Por eso necesita un distractor. Necesita que alguien lo vaya a visitar, que le recuerde a Estados Unidos que el gobierno sigue funcionando.
Y no sólo eso, necesita alguien a quien pueda bullear o por lo menos dunkear. Para eso el presidente mexicano es perfecto: junto a él puede recordar el muro, puede hablar de cómo ha hecho su trabajo sucio en migración y felicitarlo; más importante aún, puede usar la foto posterior en sus eventos de campaña: Miren cómo me aprovecho del presidente de México. Miren como lo controlo.
No es descabellado: ya lo hizo en 2016.
En ese sentido, las “gracias” que se van a ir a dar son, por decir lo menos, ingenuas. Por lo más, sumisas.
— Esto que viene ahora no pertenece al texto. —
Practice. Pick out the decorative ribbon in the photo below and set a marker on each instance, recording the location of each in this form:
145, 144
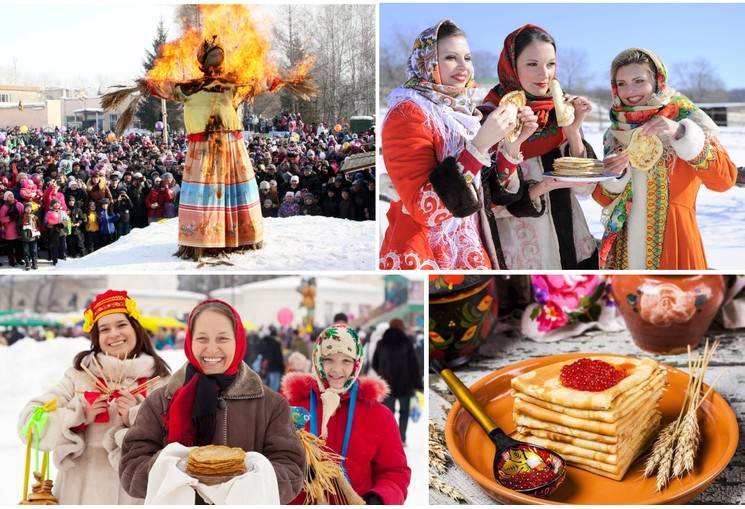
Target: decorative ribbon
35, 426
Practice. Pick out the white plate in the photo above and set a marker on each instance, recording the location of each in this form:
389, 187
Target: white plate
580, 178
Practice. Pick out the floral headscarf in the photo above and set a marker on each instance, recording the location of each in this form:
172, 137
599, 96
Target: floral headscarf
666, 102
423, 75
335, 339
549, 135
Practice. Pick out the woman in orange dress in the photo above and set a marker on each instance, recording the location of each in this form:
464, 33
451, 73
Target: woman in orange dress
650, 216
434, 149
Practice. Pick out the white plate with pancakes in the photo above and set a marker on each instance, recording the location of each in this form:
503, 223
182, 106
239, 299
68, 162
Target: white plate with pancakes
474, 453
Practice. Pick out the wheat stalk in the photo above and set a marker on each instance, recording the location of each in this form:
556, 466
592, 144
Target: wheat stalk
674, 450
446, 489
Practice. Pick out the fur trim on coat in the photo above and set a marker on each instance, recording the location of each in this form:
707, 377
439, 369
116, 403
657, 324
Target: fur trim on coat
456, 194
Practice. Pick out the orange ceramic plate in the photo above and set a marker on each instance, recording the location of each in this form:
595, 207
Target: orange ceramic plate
474, 453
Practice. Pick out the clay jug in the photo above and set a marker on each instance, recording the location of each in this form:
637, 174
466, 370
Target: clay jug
666, 313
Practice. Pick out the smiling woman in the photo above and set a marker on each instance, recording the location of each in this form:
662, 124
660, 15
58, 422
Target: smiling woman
97, 401
215, 399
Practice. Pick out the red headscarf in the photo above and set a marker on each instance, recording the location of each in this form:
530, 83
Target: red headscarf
549, 135
190, 419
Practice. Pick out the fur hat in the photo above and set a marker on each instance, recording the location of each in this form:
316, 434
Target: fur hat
107, 303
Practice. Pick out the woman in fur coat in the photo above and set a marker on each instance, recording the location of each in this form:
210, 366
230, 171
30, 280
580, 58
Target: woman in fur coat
650, 216
345, 412
434, 148
86, 431
546, 228
213, 399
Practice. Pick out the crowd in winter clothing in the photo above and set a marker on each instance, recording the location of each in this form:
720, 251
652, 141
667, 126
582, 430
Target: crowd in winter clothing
87, 189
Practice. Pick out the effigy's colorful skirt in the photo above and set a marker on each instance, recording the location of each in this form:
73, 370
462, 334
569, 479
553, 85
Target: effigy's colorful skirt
219, 205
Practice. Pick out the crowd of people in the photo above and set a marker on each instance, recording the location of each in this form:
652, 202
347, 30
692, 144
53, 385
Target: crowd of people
130, 437
473, 182
71, 192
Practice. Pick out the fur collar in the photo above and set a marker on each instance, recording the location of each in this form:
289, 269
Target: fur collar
298, 386
247, 383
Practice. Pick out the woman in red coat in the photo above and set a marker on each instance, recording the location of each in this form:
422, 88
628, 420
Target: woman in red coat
434, 148
375, 463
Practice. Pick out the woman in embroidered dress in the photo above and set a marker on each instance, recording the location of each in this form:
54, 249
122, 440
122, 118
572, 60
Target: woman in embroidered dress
345, 411
650, 216
219, 208
86, 431
546, 228
434, 150
215, 398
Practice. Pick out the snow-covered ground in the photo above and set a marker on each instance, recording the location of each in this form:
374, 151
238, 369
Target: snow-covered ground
29, 368
290, 244
721, 216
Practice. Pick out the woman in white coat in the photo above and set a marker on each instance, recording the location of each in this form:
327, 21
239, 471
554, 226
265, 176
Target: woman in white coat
86, 430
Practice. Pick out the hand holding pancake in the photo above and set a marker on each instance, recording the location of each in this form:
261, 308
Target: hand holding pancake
493, 130
616, 164
662, 126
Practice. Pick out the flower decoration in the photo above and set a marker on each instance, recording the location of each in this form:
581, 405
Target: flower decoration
566, 299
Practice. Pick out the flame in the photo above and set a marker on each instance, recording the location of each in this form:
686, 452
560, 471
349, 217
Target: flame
247, 47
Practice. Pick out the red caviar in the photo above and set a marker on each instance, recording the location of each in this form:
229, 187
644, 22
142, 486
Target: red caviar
591, 375
524, 481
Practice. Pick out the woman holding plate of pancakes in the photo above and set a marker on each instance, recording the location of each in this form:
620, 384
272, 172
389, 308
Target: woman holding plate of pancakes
546, 228
435, 146
663, 148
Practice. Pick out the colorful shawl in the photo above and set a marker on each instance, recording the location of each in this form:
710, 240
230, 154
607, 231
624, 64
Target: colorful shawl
423, 75
549, 135
666, 102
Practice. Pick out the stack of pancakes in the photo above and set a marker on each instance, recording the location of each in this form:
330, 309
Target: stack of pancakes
216, 461
577, 167
601, 432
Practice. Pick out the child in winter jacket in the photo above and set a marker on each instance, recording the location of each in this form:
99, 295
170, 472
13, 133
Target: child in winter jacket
123, 210
86, 431
345, 412
28, 226
106, 220
75, 239
55, 222
310, 207
91, 227
288, 208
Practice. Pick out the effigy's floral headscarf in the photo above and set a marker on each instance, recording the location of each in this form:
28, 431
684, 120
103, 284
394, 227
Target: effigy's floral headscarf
335, 339
423, 75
México tuvo que negociar un nuevo tratado de libre comercio sólo porque a Trump no le gustaba el anterior y amenazó con dinamitarlo. Tuvo que redirigir a la Guardia Nacional a la contención de migrantes, porque de lo contrario Estados Unidos le aplicaría aranceles que dañarían la economía. Ahora tiene que enfrentar la deportación de más de 500,000 personas nacidas en nuestro país: Trump continúa esta semana en su cruzada por deportar a los famosos dreamers. Tampoco ha detenido su retórica de odio contra México: así como en 2015 dijo que enviábamos a violadores del otro lado de la frontera, ahora acusa que los brotes graves de COVID-19 provienen de acá, cuando se ha demostrado todo lo contrario: las masas de estadunidenses están cruzando a nuestro país, no las masas de mexicanos al suyo.
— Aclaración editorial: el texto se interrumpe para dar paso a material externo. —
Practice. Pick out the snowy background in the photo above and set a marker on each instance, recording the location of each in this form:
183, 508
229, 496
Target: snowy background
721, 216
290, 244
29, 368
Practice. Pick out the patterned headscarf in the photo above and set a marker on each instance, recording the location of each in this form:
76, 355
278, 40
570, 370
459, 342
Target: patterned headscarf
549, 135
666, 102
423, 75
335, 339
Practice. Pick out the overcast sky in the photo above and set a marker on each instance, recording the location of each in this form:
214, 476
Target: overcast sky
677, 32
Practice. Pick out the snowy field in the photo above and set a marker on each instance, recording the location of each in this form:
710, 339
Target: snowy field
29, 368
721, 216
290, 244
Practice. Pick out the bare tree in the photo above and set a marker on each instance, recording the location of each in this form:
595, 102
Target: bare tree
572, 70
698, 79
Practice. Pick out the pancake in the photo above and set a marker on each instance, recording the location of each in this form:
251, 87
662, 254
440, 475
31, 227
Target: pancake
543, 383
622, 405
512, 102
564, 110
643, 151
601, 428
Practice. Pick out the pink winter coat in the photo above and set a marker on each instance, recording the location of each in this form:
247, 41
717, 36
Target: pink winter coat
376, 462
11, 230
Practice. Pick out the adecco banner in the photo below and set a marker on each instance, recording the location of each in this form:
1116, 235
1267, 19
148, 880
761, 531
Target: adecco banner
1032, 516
Pero la visita va. Porque si algo pasa con el presidente mexicano es que cuando los medios o la oposición le piden que no haga algo, se empecina y entra en un modo de doble o nada. Basta con que sienta que le pican la cresta para que tome una decisión desafortunada, se amarre a ella y nunca acepte que se equivocó. Es la historia de su gobierno hasta ahora.
Qué lejos tiempos aquellos en los que el presidente era candidato y decía que defendería al país de cada uno de los tuits de Trump, a cada uno de los migrantes de la xenofobia estadunidense. Hoy ese candidato se esfumó y lo que queda es un presidente que va a agradecer que la patada que le propinan no es tan dura como podría ser. Aún.